In short, I argue that the "virtues" of English do not line up to ensure it slam-dunk status for Common World Language (nor, I recognize, did Philip argue that they did). As any teacher and student of English as a foreign language can attest, there is an abundance of matching vices, of traps waiting to ambush the would-be speaker.

On the other hand, the empirical case for English seems rather strong, since it was the first language of the global Internet/WWW generation and seems to have been the most widespread language of global entertainment media for the last 50 years or so. Those recent developments appear to have given it an edge as de facto second language over the other most common colonial languages of Spanish and French. We speakers of English are truly fortunate, already, to be able to find speakers of some level of the language virtually anywhere.

The principal reason I oppose English for common-language status, though, is personal and political: it seems to me that we North American native speakers of it are already regrettably insular and too little aware of the rest of the world and their customs, lives, cultures, and speech. I'd hate to see that lack of knowledge encouraged. I recognize that this is only one political view (and judged "politically correct" by some). I treasure diversity and difference, whereas I recognize that others value sameness and consistency. The latter faction also seems to me to embrace, with a fervency inversely related to their exposure to other languages, the view that English is somehow "better."

I'm tempted to lobby for one of my personal favorites as an alternative. For grammatical simplicity it's hard to beat Thai. Its verbs have no tense or conjugation; the infinitive is the verb and in fact frequently the entire sentence, and if you need more information, add a clarifying word (she, tomorrow, already, for example). Its nouns and adjectives have no gender, number, or case. The simple noun is enough for most uses, and if you need to indicate more specificity, add a number or some other clarifying word(s). The addition of a single word will turn a positive statement into a negative one or a question. I believe many of these virtues are present in other Asian languages.
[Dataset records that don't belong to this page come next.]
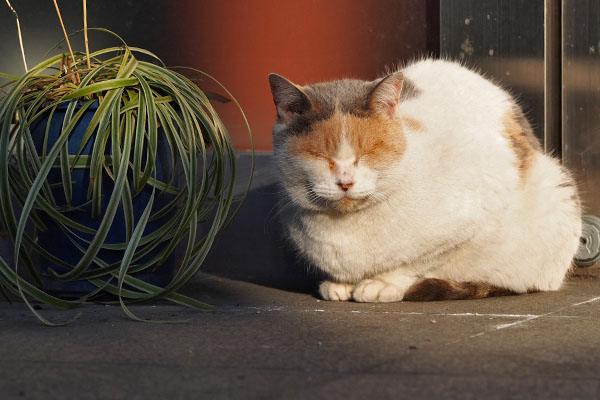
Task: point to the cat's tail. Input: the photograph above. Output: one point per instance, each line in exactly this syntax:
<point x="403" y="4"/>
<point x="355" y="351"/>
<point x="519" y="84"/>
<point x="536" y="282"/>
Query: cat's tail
<point x="432" y="289"/>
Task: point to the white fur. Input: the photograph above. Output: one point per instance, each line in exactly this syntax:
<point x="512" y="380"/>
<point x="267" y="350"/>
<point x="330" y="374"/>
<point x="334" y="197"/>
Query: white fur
<point x="453" y="207"/>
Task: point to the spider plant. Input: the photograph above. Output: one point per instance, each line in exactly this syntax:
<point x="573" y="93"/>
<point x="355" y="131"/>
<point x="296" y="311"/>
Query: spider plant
<point x="134" y="103"/>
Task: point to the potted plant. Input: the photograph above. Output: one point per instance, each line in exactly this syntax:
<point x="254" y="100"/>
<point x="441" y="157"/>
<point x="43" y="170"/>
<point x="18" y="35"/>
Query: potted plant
<point x="108" y="164"/>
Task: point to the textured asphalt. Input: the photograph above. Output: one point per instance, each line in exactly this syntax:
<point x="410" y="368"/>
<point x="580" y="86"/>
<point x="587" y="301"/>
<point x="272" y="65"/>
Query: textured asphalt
<point x="266" y="343"/>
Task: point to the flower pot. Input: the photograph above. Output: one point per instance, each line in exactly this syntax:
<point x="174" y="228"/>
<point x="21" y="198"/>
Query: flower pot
<point x="70" y="246"/>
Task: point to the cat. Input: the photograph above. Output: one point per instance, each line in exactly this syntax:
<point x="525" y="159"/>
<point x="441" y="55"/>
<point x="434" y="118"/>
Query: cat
<point x="426" y="184"/>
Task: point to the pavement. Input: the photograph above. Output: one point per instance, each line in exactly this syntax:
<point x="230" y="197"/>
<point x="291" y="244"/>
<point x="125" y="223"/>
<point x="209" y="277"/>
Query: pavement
<point x="270" y="337"/>
<point x="262" y="342"/>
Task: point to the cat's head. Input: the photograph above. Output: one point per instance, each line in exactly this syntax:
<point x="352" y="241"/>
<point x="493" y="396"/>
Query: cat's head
<point x="338" y="144"/>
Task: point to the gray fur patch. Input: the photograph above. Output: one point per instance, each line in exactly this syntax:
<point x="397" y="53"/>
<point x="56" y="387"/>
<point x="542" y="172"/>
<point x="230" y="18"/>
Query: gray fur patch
<point x="347" y="96"/>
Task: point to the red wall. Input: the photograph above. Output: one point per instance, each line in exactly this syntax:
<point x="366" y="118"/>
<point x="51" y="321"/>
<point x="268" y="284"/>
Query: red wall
<point x="240" y="42"/>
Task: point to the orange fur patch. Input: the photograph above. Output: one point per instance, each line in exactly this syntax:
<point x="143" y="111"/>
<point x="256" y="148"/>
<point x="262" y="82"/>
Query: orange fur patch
<point x="413" y="124"/>
<point x="522" y="142"/>
<point x="377" y="140"/>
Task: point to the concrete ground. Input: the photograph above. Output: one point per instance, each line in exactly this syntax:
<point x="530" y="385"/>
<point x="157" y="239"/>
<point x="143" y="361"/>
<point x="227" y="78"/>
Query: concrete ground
<point x="269" y="337"/>
<point x="262" y="342"/>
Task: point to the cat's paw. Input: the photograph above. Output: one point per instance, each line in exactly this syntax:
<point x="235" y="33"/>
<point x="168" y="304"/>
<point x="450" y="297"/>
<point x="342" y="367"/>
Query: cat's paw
<point x="377" y="291"/>
<point x="336" y="291"/>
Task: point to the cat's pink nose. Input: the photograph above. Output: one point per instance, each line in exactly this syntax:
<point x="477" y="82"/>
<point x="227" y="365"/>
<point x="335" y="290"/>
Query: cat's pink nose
<point x="345" y="186"/>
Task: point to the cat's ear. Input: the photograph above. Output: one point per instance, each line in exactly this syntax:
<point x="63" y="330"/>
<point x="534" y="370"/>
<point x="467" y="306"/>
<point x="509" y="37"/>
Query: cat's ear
<point x="289" y="98"/>
<point x="386" y="95"/>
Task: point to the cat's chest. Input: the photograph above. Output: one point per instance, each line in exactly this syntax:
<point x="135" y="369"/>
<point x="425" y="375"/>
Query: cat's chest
<point x="349" y="246"/>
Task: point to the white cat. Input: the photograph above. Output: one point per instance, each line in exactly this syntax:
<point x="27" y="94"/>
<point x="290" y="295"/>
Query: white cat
<point x="427" y="184"/>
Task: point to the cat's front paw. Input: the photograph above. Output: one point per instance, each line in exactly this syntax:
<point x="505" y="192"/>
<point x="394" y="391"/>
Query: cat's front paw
<point x="336" y="291"/>
<point x="376" y="290"/>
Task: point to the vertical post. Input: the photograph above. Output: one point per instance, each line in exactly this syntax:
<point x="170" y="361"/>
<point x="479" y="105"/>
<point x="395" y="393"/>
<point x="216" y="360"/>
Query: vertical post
<point x="552" y="78"/>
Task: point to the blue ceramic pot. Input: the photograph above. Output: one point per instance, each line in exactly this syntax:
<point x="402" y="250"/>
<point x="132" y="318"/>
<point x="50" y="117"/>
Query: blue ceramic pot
<point x="60" y="245"/>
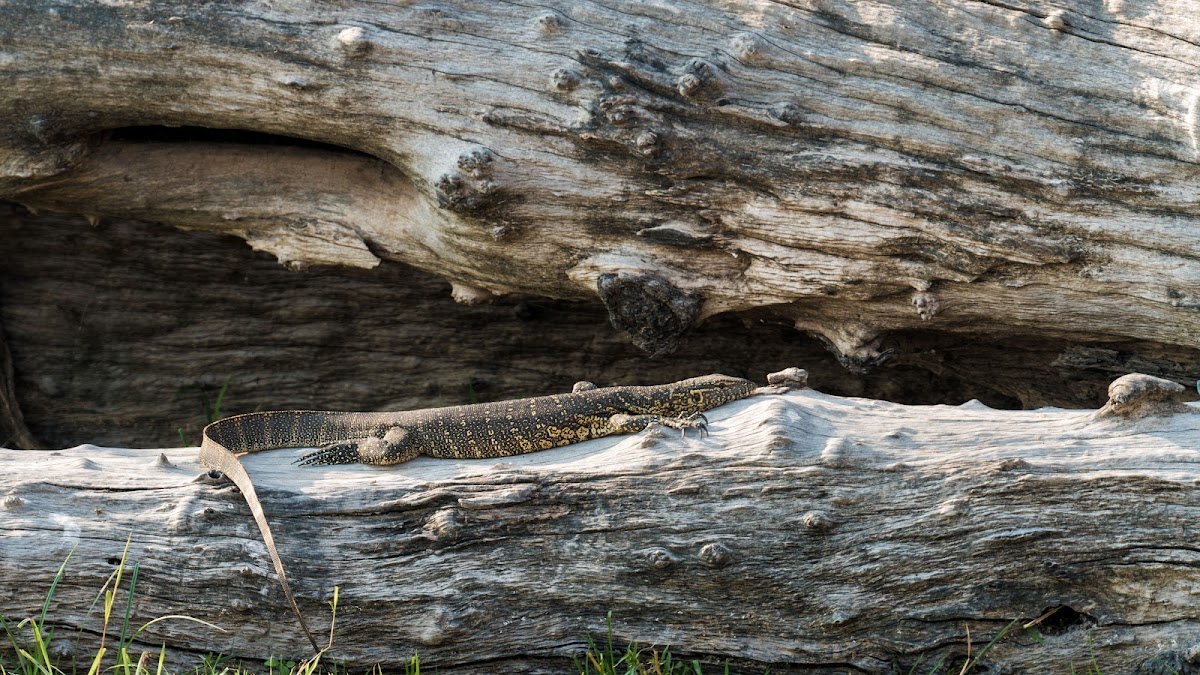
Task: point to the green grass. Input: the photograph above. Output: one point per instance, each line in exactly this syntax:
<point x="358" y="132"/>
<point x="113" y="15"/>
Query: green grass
<point x="609" y="659"/>
<point x="33" y="643"/>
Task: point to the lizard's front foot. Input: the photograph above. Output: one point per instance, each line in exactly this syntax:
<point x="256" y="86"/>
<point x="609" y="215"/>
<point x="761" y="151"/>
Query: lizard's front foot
<point x="346" y="452"/>
<point x="635" y="423"/>
<point x="390" y="446"/>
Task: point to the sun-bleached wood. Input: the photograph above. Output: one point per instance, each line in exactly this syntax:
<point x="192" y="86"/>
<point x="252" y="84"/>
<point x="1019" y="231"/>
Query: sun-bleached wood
<point x="856" y="168"/>
<point x="807" y="532"/>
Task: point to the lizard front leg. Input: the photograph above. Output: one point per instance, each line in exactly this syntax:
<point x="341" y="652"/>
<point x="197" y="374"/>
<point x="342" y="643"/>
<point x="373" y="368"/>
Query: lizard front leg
<point x="388" y="444"/>
<point x="623" y="423"/>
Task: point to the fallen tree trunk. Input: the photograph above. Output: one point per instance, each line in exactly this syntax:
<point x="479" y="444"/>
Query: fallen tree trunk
<point x="855" y="168"/>
<point x="808" y="532"/>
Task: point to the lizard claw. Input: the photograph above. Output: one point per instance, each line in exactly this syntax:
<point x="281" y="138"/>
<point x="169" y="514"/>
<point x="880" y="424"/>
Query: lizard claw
<point x="697" y="422"/>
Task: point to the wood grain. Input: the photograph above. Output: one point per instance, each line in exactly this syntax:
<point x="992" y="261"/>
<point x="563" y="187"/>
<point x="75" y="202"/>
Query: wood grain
<point x="808" y="532"/>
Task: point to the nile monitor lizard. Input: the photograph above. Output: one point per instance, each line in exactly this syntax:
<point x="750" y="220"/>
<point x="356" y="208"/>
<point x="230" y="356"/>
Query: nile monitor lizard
<point x="475" y="431"/>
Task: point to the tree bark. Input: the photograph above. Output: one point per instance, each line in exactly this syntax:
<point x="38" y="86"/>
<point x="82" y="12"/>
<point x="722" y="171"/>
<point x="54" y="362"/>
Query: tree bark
<point x="856" y="169"/>
<point x="807" y="533"/>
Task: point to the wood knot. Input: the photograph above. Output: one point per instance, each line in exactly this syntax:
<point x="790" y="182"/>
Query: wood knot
<point x="444" y="525"/>
<point x="817" y="521"/>
<point x="747" y="47"/>
<point x="790" y="376"/>
<point x="354" y="42"/>
<point x="717" y="555"/>
<point x="1056" y="21"/>
<point x="660" y="559"/>
<point x="467" y="294"/>
<point x="550" y="23"/>
<point x="689" y="85"/>
<point x="471" y="186"/>
<point x="564" y="79"/>
<point x="653" y="311"/>
<point x="647" y="143"/>
<point x="1137" y="395"/>
<point x="927" y="305"/>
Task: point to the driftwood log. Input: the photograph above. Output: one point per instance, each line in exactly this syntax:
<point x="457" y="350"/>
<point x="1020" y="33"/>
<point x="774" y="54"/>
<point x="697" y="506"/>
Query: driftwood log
<point x="808" y="533"/>
<point x="989" y="169"/>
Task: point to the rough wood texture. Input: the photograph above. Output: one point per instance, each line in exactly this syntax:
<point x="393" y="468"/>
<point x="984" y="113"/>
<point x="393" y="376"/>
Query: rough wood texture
<point x="124" y="332"/>
<point x="808" y="532"/>
<point x="855" y="168"/>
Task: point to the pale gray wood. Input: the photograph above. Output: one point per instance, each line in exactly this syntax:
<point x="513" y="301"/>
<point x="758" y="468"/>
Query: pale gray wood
<point x="855" y="168"/>
<point x="807" y="532"/>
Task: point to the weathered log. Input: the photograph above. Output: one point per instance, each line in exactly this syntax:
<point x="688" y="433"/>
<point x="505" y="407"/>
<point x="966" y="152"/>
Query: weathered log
<point x="853" y="168"/>
<point x="808" y="532"/>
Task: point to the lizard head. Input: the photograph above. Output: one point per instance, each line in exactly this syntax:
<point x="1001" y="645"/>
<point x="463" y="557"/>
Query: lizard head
<point x="705" y="393"/>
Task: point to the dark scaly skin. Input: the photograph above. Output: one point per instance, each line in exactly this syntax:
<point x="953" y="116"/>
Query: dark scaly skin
<point x="475" y="431"/>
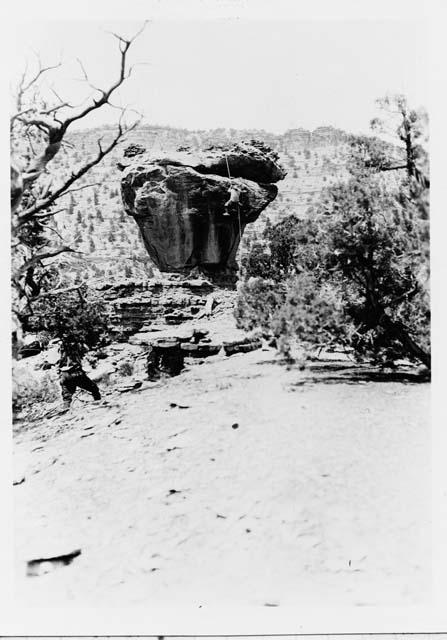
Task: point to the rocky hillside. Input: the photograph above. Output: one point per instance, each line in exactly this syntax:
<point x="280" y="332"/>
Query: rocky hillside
<point x="108" y="241"/>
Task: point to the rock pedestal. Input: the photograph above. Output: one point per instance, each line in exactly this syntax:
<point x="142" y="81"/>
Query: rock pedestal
<point x="178" y="202"/>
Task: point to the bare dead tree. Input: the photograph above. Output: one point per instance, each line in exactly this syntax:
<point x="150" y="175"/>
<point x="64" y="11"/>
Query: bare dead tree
<point x="41" y="128"/>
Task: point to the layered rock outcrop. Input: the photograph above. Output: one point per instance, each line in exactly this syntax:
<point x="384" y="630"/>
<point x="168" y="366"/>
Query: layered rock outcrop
<point x="178" y="202"/>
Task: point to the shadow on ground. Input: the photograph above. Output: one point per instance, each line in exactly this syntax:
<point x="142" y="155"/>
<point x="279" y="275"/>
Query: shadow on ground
<point x="334" y="373"/>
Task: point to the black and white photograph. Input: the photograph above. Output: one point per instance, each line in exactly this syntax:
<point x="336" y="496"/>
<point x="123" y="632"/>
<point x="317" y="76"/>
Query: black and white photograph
<point x="220" y="318"/>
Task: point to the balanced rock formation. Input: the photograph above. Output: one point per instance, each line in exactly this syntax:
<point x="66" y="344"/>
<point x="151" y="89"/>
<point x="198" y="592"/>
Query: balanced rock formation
<point x="178" y="203"/>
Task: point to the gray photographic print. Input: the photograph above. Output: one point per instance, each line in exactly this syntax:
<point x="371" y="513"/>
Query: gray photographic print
<point x="220" y="276"/>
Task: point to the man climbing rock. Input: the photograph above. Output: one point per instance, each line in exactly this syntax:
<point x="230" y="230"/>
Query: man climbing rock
<point x="233" y="200"/>
<point x="72" y="375"/>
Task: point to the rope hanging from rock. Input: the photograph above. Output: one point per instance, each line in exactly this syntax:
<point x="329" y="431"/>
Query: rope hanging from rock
<point x="238" y="210"/>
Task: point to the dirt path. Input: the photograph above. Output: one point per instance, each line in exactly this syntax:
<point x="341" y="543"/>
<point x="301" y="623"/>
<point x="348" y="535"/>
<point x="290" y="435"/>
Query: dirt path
<point x="320" y="495"/>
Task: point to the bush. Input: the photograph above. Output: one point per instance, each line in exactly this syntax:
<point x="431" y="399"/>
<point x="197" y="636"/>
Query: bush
<point x="31" y="386"/>
<point x="78" y="318"/>
<point x="354" y="276"/>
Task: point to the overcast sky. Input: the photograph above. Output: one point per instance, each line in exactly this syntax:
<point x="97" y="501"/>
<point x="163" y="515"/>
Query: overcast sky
<point x="240" y="73"/>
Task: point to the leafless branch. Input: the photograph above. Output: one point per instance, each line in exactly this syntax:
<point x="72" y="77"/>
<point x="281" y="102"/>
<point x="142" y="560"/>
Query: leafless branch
<point x="28" y="214"/>
<point x="38" y="257"/>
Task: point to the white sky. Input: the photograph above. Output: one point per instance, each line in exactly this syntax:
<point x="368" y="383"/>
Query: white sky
<point x="240" y="73"/>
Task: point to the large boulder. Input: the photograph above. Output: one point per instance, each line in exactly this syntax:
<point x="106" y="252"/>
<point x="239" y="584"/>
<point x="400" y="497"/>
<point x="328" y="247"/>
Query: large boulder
<point x="178" y="203"/>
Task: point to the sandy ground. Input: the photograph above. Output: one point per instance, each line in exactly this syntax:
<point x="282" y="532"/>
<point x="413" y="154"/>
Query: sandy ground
<point x="321" y="495"/>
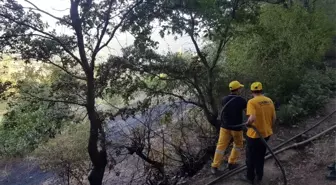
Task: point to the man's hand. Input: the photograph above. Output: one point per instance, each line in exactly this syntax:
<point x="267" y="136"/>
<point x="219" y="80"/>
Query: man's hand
<point x="251" y="120"/>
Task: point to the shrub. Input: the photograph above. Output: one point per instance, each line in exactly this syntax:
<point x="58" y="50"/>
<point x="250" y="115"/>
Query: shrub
<point x="316" y="88"/>
<point x="67" y="154"/>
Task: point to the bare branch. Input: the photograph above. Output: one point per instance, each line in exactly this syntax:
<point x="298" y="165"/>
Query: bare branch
<point x="65" y="70"/>
<point x="76" y="24"/>
<point x="115" y="29"/>
<point x="198" y="50"/>
<point x="55" y="101"/>
<point x="45" y="12"/>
Sadly, foreigners tend to stumble over the fact that Thai's vowels are pronounced with varying duration and several of its consonants have subtle hard and soft forms, both attributes being tricky for the Western ear. Its words are also pronounced with one of five tones (rising, falling, low, medium, high) that are notoriously difficult for non-tonal-language speakers but essential for meaning, since the same sound with a different tone is a different word. Thus, to cite a classic example, a Thai speaker can ask, "New wood doesn't burn, does it?" by repeating what sounds to non-speakers like the same word (the English possessive adjective "my") five times.

Sigh. Tell me more about Swahili, Philip.

John Stuckey, who retired as Director of University Computing at Washington and Lee University after similar positions at Northeastern and Carnegie-Mellon, has taken an interim position in Egypt as Chief Technology Officer at the American University in Cairo. He is an associate editor of Ubiquity and agreed to write us from time to time.